Consider a system of the following two partial differential equations :
$\frac{∂\alpha}{∂x}=-2\frac{∂\beta}{∂t}$
$\frac{∂\beta}{∂x}=-2\frac{∂\alpha}{∂t}$
Which one of the following choices is a possible solution for the system ?

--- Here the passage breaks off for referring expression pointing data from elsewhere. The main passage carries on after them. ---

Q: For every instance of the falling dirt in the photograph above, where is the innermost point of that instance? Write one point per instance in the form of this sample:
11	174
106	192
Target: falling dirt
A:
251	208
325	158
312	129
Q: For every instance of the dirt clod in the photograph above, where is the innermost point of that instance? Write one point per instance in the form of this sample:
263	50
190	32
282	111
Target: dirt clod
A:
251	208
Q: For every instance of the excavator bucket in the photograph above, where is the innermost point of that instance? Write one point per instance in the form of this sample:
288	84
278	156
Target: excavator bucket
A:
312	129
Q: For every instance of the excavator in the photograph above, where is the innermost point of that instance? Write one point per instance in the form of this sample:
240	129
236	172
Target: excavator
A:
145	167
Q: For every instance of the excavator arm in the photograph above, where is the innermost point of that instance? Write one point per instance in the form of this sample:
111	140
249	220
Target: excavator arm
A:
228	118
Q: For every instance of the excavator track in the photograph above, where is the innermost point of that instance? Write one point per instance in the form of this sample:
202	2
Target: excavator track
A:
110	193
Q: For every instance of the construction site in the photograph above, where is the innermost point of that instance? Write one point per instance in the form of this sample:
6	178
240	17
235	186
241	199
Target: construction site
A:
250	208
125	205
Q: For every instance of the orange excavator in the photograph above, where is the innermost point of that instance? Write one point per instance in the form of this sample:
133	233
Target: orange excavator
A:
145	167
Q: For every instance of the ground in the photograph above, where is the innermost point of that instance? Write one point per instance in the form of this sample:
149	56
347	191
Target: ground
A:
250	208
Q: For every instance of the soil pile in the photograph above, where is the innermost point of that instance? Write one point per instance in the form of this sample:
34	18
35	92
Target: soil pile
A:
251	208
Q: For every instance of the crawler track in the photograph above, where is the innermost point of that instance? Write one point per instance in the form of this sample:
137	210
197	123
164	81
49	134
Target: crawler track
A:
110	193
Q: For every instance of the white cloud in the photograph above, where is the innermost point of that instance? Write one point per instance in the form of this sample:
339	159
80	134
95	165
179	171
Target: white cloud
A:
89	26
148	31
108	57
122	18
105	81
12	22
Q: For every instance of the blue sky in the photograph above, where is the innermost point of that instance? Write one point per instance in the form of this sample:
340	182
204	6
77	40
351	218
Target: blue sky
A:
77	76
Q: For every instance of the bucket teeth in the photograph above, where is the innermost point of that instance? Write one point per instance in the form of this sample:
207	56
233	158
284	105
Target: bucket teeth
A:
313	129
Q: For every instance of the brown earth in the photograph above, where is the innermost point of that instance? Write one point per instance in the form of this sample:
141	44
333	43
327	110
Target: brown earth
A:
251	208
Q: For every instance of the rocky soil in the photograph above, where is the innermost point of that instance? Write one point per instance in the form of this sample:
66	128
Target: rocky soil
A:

• A. α(t, x) = (x - t)2 + (x + t)2 and β(t, x) = (x - t)2 - (x + t)2.
• B. α(t, x) = (x - 2t)2 + (x +2t)2 and β(t, x) = (x - 2t)2 - (x + 2t)2.
• C. $\alpha(t,x)=(x-\frac{t}{2})^2+(x+\frac{t}{2})^2\ \text{and}\ \beta(t,x)=(x-\frac{t}{2})^2-(x+\frac{t}{2})^2$
• D. $\alpha(t,x)=(x-\frac{t}{2})^2+2(x+\frac{t}{2})^2\ \text{and}\ \beta(t,x)=2(x-\frac{t}{2})^2-(x+\frac{t}{2})^2$

Answer 1

Answer: (C)

$\alpha(t,x)=(x-\frac{t}{2})^2+(x+\frac{t}{2})^2\ \text{and}\ \beta(t,x)=(x-\frac{t}{2})^2-(x+\frac{t}{2})^2$

Answer 2

The correct option is (C) : $\alpha(t,x)=(x-\frac{t}{2})^2+(x+\frac{t}{2})^2\ \text{and}\ \beta(t,x)=(x-\frac{t}{2})^2-(x+\frac{t}{2})^2$.